JP Morgan Chase fit the bill. The financial services giant has been beta testing Honeywell’s quantum computing abilities for three months now, and Uttley throws out a number of ways they could be using it: having AI run internal hypotheticals on the stock market, more powerful fraud protection. (Emphasis added)

Now, if you've been a regular follower of this website, or of various interviews - especially those with former Assistant Secretary of Housing and Urban Development Catherine Austin Fitts, you'll know that one of the things we have occasionally mentioned on her quarterly wrap-ups is the phenomenon of high frequency trading, and the fact that now, most trades in equities, securities, or commodities markets are executed by computers and trading algorithms designed largely by - you guessed it - "quants", a nifty term for all those quantum physicists who entered finance, and brought their quantum mechanics models with them and used them to design these trading algorithms. If you've been looking for a reason why markets sometimes bear no connection to  reality, think no further than this, for quantum mechanics little resembles the work-a-day reality most humans live in. It's a bizarre world of path integrals, phase space collapse, non-locality and entanglement, and above all, The Observer Effect for want of a better term.

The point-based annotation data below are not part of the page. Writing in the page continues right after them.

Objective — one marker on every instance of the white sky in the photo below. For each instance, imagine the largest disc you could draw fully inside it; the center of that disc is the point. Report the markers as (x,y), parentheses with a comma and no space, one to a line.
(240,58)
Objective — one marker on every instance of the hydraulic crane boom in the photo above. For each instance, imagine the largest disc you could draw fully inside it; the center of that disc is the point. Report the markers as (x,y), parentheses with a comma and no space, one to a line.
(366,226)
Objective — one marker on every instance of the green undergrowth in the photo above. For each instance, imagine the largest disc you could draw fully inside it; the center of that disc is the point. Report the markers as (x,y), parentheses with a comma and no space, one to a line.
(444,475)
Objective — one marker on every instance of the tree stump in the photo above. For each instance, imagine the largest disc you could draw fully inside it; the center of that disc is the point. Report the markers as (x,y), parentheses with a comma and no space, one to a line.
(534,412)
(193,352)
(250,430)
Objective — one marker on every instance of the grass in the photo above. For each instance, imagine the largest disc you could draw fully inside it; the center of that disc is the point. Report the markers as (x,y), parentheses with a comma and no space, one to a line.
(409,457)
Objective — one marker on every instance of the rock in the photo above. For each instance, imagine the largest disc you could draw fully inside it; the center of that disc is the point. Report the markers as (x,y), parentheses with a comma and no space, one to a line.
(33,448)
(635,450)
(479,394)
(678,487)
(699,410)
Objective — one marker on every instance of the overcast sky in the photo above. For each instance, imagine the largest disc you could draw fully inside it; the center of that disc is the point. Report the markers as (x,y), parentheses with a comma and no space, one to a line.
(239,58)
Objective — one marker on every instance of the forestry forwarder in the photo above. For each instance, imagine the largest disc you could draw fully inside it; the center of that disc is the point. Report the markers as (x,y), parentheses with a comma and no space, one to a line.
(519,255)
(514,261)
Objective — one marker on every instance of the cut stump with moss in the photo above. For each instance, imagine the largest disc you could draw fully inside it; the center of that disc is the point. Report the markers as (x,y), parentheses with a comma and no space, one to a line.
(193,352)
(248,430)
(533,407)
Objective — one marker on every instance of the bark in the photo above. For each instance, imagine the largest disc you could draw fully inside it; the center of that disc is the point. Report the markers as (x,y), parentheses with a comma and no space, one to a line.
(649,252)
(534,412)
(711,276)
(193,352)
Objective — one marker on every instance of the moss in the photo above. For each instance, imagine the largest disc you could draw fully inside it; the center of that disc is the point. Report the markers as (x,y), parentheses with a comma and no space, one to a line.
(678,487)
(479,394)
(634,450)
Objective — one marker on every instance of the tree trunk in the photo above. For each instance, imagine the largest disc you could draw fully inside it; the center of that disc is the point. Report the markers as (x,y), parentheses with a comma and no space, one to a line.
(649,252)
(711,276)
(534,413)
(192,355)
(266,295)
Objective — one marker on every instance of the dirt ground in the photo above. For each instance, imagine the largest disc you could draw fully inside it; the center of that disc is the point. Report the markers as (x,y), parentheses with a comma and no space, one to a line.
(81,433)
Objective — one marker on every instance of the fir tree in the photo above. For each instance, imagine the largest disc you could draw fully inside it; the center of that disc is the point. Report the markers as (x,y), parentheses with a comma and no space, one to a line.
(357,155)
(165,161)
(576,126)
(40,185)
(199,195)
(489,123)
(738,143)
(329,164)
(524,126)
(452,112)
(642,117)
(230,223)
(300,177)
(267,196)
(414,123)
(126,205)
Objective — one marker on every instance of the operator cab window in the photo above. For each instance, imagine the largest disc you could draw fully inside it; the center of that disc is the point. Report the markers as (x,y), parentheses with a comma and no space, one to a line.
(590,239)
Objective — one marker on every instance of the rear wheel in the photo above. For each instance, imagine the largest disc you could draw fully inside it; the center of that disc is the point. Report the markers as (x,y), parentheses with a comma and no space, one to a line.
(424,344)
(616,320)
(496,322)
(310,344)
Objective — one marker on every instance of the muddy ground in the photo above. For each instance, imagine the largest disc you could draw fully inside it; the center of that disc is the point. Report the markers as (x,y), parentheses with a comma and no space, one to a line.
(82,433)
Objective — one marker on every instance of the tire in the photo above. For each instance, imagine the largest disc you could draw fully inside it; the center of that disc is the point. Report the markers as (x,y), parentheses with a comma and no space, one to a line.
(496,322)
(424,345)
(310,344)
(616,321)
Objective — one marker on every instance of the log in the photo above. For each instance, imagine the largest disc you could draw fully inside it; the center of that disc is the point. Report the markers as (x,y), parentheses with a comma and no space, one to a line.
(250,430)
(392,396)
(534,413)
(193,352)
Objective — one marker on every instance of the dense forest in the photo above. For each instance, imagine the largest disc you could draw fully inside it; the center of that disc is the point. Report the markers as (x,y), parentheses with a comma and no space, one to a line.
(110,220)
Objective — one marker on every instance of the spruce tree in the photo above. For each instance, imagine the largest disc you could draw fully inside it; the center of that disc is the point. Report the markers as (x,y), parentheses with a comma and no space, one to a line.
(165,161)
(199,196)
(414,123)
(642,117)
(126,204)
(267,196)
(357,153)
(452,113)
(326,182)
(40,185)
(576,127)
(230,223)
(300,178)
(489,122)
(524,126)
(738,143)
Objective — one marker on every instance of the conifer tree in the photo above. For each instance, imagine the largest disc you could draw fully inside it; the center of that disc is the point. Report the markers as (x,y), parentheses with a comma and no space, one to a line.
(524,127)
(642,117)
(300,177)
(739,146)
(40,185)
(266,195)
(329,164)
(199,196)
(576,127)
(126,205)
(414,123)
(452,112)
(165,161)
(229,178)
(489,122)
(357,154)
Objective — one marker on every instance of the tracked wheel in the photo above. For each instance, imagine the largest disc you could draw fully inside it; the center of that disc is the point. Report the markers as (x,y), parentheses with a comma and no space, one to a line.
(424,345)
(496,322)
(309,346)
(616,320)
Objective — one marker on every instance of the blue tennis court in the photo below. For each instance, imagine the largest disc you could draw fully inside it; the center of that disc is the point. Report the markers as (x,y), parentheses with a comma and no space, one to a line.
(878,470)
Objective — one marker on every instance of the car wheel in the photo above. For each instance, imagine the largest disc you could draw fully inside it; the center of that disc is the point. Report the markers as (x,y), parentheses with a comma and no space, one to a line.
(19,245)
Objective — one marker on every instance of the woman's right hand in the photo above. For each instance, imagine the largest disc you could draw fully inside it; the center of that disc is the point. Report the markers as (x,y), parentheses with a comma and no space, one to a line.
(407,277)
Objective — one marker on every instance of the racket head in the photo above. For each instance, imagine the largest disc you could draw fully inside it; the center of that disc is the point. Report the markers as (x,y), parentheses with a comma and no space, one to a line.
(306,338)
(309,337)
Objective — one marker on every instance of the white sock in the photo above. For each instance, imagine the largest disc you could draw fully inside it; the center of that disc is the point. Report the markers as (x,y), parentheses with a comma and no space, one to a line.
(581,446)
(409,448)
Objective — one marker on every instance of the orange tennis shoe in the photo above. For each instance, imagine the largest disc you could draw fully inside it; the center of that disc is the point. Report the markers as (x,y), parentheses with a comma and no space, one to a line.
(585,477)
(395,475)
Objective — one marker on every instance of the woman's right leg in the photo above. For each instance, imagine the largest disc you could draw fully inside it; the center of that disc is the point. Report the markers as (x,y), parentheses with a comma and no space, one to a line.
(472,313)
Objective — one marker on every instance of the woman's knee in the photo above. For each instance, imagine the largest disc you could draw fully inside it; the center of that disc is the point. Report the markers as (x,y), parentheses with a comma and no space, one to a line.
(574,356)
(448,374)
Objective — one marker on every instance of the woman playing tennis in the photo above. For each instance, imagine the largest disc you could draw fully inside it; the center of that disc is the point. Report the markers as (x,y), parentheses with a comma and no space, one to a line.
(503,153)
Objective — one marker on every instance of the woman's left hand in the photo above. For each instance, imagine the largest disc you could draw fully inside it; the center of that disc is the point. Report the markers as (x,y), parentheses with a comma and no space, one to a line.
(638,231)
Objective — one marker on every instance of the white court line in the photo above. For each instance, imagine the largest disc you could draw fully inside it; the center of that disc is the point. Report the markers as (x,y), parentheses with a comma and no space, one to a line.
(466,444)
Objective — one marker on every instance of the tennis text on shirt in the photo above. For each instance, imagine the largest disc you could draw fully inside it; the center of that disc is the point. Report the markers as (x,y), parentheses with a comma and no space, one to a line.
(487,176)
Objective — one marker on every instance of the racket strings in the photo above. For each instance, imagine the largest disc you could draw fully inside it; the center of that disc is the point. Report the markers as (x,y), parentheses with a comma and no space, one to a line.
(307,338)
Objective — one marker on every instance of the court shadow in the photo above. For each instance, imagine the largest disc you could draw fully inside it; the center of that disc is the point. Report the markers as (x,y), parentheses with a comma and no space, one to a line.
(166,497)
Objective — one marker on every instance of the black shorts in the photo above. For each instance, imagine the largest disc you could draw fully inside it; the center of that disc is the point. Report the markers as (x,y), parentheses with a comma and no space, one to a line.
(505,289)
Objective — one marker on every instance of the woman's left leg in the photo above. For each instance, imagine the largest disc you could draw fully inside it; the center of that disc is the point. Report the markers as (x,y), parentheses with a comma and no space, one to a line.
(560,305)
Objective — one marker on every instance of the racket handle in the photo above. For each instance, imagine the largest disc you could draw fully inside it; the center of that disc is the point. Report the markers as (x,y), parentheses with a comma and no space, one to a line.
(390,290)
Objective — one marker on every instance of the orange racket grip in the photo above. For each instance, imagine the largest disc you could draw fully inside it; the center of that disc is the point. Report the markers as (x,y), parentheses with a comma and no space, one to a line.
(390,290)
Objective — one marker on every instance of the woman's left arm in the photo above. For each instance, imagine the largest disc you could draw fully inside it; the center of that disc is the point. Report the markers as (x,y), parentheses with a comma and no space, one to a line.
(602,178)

As a result of this move to High Frequency Trading done by computers, "dark pools" emerged as banks and brokerages began to locate their computer trading facilities as physically close as possible to the actual market, since speed is everything, and a few nanoseconds can determine the success and/or profitability of a trade, even at the speed of electricity. The closer the facility, the speedier the transaction. It's like getting a three foot bonus "start" out of the starting gate at a horse race.

As a result of that, high frequency trading actually becomes disconnected from the reality of real human performance in real human markets, enabling those with the access to the machines and programs a power to drive markets - and prices - in the way they want, thus rendering prices disconnected from human realities, and disconnecting the one signal humans use - price - from reality.

Now add quantum computing to the mix, and you get the picture. If an "AI" can "run internal hypotheticals on the stock market," that ability to drive markets - any market, stocks, securities, commodities, you name it - in ways that are orders of magnitude more disconnected than ever before, creating, via this development, that "human-machine interface" so longed for and sought after by the transhumanists. But I strongly suspect that it will lead to something else, too: a "two economies" situation, the one real and human, and the other increasingly virtual and disconnected.

See you on the flip side...


  1. Then add the Wuhan Flu lockdown to the mix and you get the traders off the floor of the Exchanges and VOILA! No more need for humans, no trading desks on the floor, no little chits of paper, no need for cash. See? All fixed.

  2. This sounds like a swindler’s wet dream don’t the folks at J.P. Morgan have enough ill-gotten wealth already. The computer that is described looks like a computer from the forties-sixties room size behemoths back to the future again.

  3. The potential quantum computing imposes on learning curves across the STEM (Science, Technology, Engineering, Mathematics) associated fields is staggering, not only for its design, as these same devices can be used to enhance the next generation designs in shortened time frames, but also must, by their designs, bring along corporeal development into the programming process to include meaningful purpose oriented architecture and end products worth the effort. The business sector definitely has an interest as it might be used for speculation, calculation, and predictability-based scenarios to secure outcomes and, in some cases, mitigate bad twists in unforeseen developments not in the original prediction set(s).

    One dare say they could lower that flashpoint of your “high octane speculations / suspicions” toward real world results.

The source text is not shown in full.